This particular section of the La Mision website is where I will be sharing my research into the actual dress/costume of the Friars of the La Florida missions and the process of replicating in as exacting detail as possible the said outfit(s).  Recently I finished my prototype habit, and will be adding pictures of it along with my posts on topics such as "Having a cow-l ?: Two styles of Habits" and "Men of the Cloth and Their Fabric of Faith: Rediscovering Sayal Wool" among others.  The only exception I made in my prototype habit was that I used the closest machine woven wool that I could find to the historical materials (and I got it REALLY close), but as the purpose of this project is to replicate the mission experience as accurately as possible and then use the recreations for high quality educational programs on cultural contact, I hope to eventually build an authentic loom and handweave the appropriate fabric for habit #2....a fabric which has not been produced in almost 300 years.  The habits during the mission era had their own distinct style, and I hope that this section of the website will be informative to those who try to replicate a Franciscan friar between 1560-1750 as a polyester "Friar Tuck" costume from a shop just is not accurate....and to be accurate is to be respectful of our forebears as it is an attempt to portray who exactly they were, and their actual experiences as honestly as possible.    

-Fray Adam
 


Comments

Kim Corbin
06/18/2012 06:45

Thank you for your research and this detailed information! I am costuming a play that takes place in San Antonio, Texas in 1731 and includes Franciscan friars at the missions. Can you recommend a resource for a pattern for habit and cowl that would be as historically accurate as possible? Thank you, and I look forward to more posts on your subjects!

Reply
Adam
08/30/2013 21:31

Mrs. Corbin,

I want to begin by apologizing for my tardiness in reply, as the project went on hold while I pursued my graduate studies. There is currently no authentic pattern available for a friars habit for the 1730s era. A sketch of one of the St.

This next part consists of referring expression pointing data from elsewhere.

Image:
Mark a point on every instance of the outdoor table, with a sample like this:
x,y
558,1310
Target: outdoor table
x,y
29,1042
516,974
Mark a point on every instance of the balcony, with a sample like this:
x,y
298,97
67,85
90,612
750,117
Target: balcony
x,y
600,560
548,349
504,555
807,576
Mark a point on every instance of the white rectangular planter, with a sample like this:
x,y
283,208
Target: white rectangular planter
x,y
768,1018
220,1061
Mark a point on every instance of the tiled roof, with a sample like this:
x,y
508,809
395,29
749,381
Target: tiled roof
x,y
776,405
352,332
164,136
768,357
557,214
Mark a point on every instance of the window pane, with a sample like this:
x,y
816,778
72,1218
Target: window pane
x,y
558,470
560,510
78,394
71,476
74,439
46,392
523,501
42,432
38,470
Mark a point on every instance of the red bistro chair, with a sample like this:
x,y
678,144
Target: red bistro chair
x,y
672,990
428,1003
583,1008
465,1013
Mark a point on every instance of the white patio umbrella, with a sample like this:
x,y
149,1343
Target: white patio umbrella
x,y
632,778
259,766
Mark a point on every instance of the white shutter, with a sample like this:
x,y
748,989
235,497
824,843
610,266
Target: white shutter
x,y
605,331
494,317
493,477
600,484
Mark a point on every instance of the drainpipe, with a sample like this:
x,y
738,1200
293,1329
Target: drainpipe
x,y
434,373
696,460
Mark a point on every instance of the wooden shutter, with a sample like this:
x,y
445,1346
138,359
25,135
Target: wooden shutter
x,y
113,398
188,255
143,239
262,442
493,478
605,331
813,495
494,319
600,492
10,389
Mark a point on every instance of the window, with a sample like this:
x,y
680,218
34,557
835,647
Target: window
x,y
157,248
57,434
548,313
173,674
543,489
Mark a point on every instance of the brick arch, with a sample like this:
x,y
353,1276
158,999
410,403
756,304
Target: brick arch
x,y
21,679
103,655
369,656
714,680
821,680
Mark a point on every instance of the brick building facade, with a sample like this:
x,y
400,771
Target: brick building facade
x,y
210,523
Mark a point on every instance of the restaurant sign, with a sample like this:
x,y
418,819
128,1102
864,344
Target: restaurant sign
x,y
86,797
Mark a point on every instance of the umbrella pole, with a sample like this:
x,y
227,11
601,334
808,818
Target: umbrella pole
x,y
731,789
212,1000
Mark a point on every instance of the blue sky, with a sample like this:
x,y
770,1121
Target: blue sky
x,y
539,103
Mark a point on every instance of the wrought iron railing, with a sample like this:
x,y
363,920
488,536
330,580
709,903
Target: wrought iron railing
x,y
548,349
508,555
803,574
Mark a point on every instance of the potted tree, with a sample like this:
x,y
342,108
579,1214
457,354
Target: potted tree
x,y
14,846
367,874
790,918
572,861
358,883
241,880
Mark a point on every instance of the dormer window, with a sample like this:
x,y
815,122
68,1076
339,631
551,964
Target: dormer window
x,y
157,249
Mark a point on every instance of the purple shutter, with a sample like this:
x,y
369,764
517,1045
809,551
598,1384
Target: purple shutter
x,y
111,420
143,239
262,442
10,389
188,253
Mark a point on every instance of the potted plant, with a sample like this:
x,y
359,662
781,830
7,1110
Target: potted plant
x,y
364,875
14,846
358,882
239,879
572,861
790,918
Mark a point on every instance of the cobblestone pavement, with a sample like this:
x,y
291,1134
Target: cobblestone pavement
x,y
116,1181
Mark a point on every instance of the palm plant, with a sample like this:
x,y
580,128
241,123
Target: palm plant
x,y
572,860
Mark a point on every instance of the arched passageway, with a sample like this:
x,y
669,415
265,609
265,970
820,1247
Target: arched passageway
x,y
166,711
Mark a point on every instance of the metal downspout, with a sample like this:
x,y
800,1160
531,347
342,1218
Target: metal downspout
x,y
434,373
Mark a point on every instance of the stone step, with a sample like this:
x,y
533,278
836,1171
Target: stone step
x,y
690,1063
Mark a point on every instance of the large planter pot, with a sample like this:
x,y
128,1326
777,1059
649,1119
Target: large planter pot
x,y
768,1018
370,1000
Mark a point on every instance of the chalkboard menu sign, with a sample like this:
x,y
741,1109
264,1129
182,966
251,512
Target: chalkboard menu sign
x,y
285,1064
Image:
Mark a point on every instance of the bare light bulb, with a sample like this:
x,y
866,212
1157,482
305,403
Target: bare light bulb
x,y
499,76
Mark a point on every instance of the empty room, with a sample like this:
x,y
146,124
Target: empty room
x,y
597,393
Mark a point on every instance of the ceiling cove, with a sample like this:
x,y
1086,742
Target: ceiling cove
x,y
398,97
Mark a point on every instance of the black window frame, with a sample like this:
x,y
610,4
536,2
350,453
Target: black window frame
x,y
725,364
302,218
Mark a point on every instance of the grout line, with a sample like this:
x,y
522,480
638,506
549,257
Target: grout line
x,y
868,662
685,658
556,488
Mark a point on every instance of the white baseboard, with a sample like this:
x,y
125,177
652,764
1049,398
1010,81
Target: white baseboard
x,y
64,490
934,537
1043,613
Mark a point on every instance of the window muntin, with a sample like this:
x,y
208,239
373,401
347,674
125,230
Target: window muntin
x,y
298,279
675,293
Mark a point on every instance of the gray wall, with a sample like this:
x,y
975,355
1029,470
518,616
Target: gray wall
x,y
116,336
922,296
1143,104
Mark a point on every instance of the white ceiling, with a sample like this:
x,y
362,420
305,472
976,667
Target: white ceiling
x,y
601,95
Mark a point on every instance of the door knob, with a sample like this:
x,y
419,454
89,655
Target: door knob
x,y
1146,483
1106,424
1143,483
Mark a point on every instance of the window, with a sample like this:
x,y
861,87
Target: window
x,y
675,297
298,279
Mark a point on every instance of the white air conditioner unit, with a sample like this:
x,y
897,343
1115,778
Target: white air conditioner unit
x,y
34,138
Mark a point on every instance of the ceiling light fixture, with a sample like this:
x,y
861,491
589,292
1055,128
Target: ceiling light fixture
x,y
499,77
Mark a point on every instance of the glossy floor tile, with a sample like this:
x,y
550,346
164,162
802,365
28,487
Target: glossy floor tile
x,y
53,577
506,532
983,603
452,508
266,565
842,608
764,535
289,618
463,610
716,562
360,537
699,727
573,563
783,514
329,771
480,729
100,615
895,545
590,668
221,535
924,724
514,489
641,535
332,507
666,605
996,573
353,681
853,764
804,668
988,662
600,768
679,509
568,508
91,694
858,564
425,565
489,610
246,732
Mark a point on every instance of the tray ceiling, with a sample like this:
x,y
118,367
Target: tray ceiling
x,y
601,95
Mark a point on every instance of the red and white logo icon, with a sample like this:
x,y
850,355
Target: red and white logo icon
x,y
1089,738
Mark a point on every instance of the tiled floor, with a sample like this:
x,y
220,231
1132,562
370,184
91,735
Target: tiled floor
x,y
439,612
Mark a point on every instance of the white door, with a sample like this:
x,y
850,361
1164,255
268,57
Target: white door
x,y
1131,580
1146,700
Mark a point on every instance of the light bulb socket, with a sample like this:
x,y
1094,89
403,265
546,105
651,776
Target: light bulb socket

Francis tunics is available online, but that is appropriate for the 13thC...and while many have argued that "a tunic is a tunic" and most people have a hard time telling one friars habit apart from another, the reality is that habits in the 1730s had some unique features (most notably shaped sleeves). I am assuming your play has already occurred, but if you are still in need of a pattern please let me know and I will try to get the article on habit construction composed and up as soon as possible.